Sunday, April 2, 2017

Cartographic Skills Module 10: Dot Mapping

This week we explored dot mapping, which uses small dots to indicate occurrences of specific geographic phenomena. Each dot represents a set number of instances of the phenomenon being mapped, and the number of dots in an enumeration unit is proportional to the number of real-world phenomenon in the same area. Dot mapping is a good way of visualizing spatial distribution, as it brings out patterns nicely, especially if care is taken to place dots in areas where the phenomenon in question is most likely to occur, by using other geographic features that affect the phenomenon as a guide to dot placement.

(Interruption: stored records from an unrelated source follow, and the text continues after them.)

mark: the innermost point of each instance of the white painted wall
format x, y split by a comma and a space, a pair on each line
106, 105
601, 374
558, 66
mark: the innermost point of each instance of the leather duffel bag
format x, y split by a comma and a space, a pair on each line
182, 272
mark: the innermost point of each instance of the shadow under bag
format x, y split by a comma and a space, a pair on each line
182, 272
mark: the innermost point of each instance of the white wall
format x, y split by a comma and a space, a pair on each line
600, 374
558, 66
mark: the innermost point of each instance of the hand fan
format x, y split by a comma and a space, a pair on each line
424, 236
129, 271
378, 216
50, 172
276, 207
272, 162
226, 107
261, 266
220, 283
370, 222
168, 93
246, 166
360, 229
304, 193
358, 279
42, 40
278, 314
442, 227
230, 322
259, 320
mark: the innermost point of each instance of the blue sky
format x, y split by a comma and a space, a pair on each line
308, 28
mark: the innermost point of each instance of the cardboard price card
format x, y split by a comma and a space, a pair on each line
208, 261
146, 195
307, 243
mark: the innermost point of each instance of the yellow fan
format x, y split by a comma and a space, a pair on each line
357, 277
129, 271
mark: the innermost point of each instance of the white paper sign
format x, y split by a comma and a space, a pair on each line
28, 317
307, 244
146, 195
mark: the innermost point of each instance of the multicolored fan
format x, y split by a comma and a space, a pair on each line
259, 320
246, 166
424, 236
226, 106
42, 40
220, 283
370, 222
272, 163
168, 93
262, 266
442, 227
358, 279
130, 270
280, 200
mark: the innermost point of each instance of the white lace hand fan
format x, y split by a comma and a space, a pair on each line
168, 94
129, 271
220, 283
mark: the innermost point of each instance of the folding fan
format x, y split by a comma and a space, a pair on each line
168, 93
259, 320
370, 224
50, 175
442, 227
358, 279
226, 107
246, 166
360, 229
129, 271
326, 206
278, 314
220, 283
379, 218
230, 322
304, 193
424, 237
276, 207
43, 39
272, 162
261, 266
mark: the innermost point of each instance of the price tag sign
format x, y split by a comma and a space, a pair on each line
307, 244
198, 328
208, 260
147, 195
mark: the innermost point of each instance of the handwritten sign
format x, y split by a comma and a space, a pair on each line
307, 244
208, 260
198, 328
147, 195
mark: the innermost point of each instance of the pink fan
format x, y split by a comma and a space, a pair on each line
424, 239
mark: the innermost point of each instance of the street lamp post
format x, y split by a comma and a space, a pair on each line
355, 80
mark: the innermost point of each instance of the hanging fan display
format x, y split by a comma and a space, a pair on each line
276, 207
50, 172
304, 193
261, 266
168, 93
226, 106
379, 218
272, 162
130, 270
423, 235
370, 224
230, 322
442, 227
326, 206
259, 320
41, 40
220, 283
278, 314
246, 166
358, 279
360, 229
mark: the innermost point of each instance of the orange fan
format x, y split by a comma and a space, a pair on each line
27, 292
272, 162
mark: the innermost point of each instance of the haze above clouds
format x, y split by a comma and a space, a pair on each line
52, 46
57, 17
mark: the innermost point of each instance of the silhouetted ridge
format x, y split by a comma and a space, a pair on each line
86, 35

As an example, the lab assignment this week uses dots to represent the population of southern Florida. We used census counts, with counties as the enumeration unit. In my map, below, each dot represents 20,000 people. The map was created in ArcMap with some finishing touches applied in Adobe Illustrator. (And I've realized after the fact that the title should say "population distribution" rather than "population density"--oops!)

Without additional input from the mapmaker, ArcMap places dots randomly throughout enumeration units. So, we used an additional layer (not shown in the final map) extracted from a landcover type dataset to have ArcMap place dots only within urban land areas--in other words, developed areas where we know people actually live. This gives us a more realistic and accurate distribution map that allows us to see where the human population is concentrated (with the highest density occurring along the southeastern coast around Miami) and where it is more dispersed (such as much of the interior of this part of the state).